Total annuity sales expected to improve through 2019

Improved economic1 and regulatory conditions have prompted LIMRA Secure Retirement Institute to forecast total annuity sales to increase 5-10% in 2018 and improve up to 5% in 2019 in its recently released three-year annuity sales forecast for 2018, 2019 and 2020.

Based on uncertainty around the SEC best interest rule and expected market volatility, LIMRA SRI expects total annuity sales to be flat in 2020.

After six consecutive quarters of declines, total annuity sales leveled off in the fourth quarter 2017 and first quarter 2018.
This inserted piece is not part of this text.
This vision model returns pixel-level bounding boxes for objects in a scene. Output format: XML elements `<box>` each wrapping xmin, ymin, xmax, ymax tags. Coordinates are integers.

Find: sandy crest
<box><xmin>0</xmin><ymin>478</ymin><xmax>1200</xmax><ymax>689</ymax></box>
Annual variable annuities (VA) sales have declined for the past six years, falling to its lowest level in 20 years. Yet with short-term improving economic conditions, product innovation and the elimination of DOL fiduciary rule, LIMRA SRI forecasts VA sales to rise as much as 5% in 2018, surpassing $100 billion. As equity markets are expected to drop in 2019, LIMRA SRI expects total VA sales will falter in 2019, falling 0-5%. LIMRA SRI anticipates the favorable economic conditions in 2020, offsetting any disruption the SEC best interest rule may have on the variable annuity market. As a result, LIMRA SRI forecasts 2020 VA sales to grow up to 5%.
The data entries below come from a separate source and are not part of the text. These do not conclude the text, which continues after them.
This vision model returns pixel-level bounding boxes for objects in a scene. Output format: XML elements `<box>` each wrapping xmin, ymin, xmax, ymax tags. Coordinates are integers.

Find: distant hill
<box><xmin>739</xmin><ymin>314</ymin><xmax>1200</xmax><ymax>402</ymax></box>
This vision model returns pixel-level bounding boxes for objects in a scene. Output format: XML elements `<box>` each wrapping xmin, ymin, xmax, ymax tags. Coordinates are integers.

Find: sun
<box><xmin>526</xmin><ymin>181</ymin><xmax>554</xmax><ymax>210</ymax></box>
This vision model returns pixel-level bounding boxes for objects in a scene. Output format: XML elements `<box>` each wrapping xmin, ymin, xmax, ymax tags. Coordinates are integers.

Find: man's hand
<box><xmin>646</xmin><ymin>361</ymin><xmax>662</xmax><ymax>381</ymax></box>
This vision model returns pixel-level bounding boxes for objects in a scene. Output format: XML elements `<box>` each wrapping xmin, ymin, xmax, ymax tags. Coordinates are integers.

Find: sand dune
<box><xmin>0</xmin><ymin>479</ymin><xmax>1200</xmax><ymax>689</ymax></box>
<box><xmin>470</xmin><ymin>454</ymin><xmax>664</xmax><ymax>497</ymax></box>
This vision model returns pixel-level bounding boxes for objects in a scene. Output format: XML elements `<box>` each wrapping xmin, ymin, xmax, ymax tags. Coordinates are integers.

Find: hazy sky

LIMRA SRI forecasts indexed annuities to increase each year through 2020. In 2018, indexed annuity sales are expected to rise close to $60 billion, increasing by 5-10%, which is near the record sales levels set in 2016. Expected rising interest rates and stronger guarantees are prompting LIMRA SRI to predict indexed annuity sales to improve another 5-10% in 2019. In 2020, indexed annuity sales growth will slow, increasing 0-5% as interest rates decline.

Fixed-rate deferred (FRD) annuities will have the biggest growth rates over the next two years as interest rates rise. LIMRA SRI forecasts FRD annuity sales to increase 15-20% in 2018, and 20-25% in 2019. By 2020, however, LIMRA SRI predicts FRD annuity sales will be unable to sustain sales levels reached in 2019, falling 15-20%. Lower market volatility and falling interest rates will drive this decline.

For the past seven quarters, income annuity sales (immediate and deferred) have remained below $3 billion. LIMRA SRI predicts rising interest rates to drive slow income annuity sales growth over the next three years. In 2018, sales are expected to increase 5-10% and as much as 5% in 2019 and 2020.

1LIMRA SRI used forecasted economic data from Moody’s.